Oireachtas Joint and Select Committees
Tuesday, 16 February 2021
Joint Oireachtas Committee on the Implementation of the Good Friday Agreement
The EU and Irish Unity - Planning and Preparing for Constitutional Change in Ireland: Discussion
Dr. Stephen Farry:
It might be helpful at the outset if I recap the Alliance Party position on these discussions. As people will appreciate, the party is not defined around the constitutional question. We have some elected representatives, members and supporters who take a pro-union perspective and some who already take a pro-united Ireland perspective, while most of our people would probably have an open mind regarding the future and be prepared to listen to debates on this topic. Having said that, we are conscious that many debates are happening, not just on the future of the island of Ireland but also regarding the future of the UK. We are willing to take part in any rational constructive discussion on a without prejudice basis. In that regard, I am pleased to take part in this session and in similar exercises. I also stress that the Alliance Party recognises the mechanisms contained within the Good Friday Agreement for decision-making, including the thresholds that have been accepted, albeit they can be fleshed out in much greater detail, as Professor Harvey and others advocate.
I will make a few other points before I address the specific question. It is important to stress that the emphasis now must be on dialogue and issues regarding precisely what the questions would be in any referendums, if they were ever to occur. That matter is still to crystallise. It is the same with issues regarding the trigger points for any referendums being called. They also need to crystallise, if at a later point. The emphasis must be on discussions and conversations happening to see where consensus can be built. There must also be a teasing out of several of the practical issues which we must address and to challenge ourselves concerning many aspects of those issues.
If we were ever to see a referendum called, it would also be crucially important that it would be one that would have a prospect of success. A situation where Northern Ireland were to end up in a succession of referendums on this issue would be incredibly difficult for our politics. We therefore see a referendum being very much the end point of a process. There is no guarantee that a referendum would be called, but at the same time, if it were to be called, it would have to be a process which would move and proceed with some degree of smoothness while recognising the great differences of opinion in Northern Ireland.
Turning to the example of German reunification, I wish to stress that happened very swiftly following the fall of the Berlin Wall, in less than 12 months. The process of reunification in that context was eased, however, by what was then the West German government taking a major decision to bear considerable financial and economic costs, which may not be an option on this island at this stage. Obviously, the differentials that existed between West and East Germany are nothing close to the differences between the two jurisdictions on the island of Ireland today. However, there was almost unanimous support across both parts of Germany for reunification, which will obviously not be the situation in the context of Ireland.
My question for Professor Harvey and Mr. Bassett in the context of having recognised the principle of consent and that being a binary choice is whether they nonetheless also recognise, at least academically and theoretically, that there are other models we can talk about.
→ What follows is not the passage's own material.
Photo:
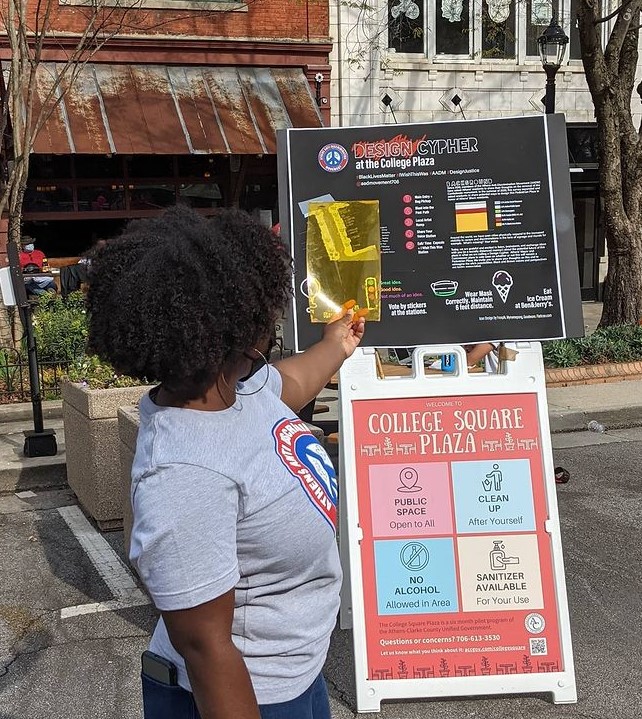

I refer to being able to talk about different models within what would essentially be a single Irish state. However, are there other models, even sui generistypes of considerations, of some form of shared sovereignty that could be explored as alternatives? What would be the views of Professor Harvey and Mr. Bassett on that aspect, especially if those concepts were potentially likely to generate a much greater sense of consensus?
In the same vein, to what extent is it useful, without prejudice to any wider political or constitutional change, that we in the short run fully exploit what are still untapped opportunities for practical economic, social and environmental co-operation on the island? I am struck that we have had the North-South structures of the Good Friday Agreement for more than 20 years now. Whenever I sat on the North-South Ministerial Council, it struck me that it was a perfunctory-type process and it was not really being used to its full advantage. On a practical level, therefore, by building on the shared island unit, among other initiatives, to what extent is there scope to focus in the short term on building up those aspects of practical co-operation of which I spoke? That could be an end in itself or it could ease some of the wider political and constitutional questions that people want to pursue.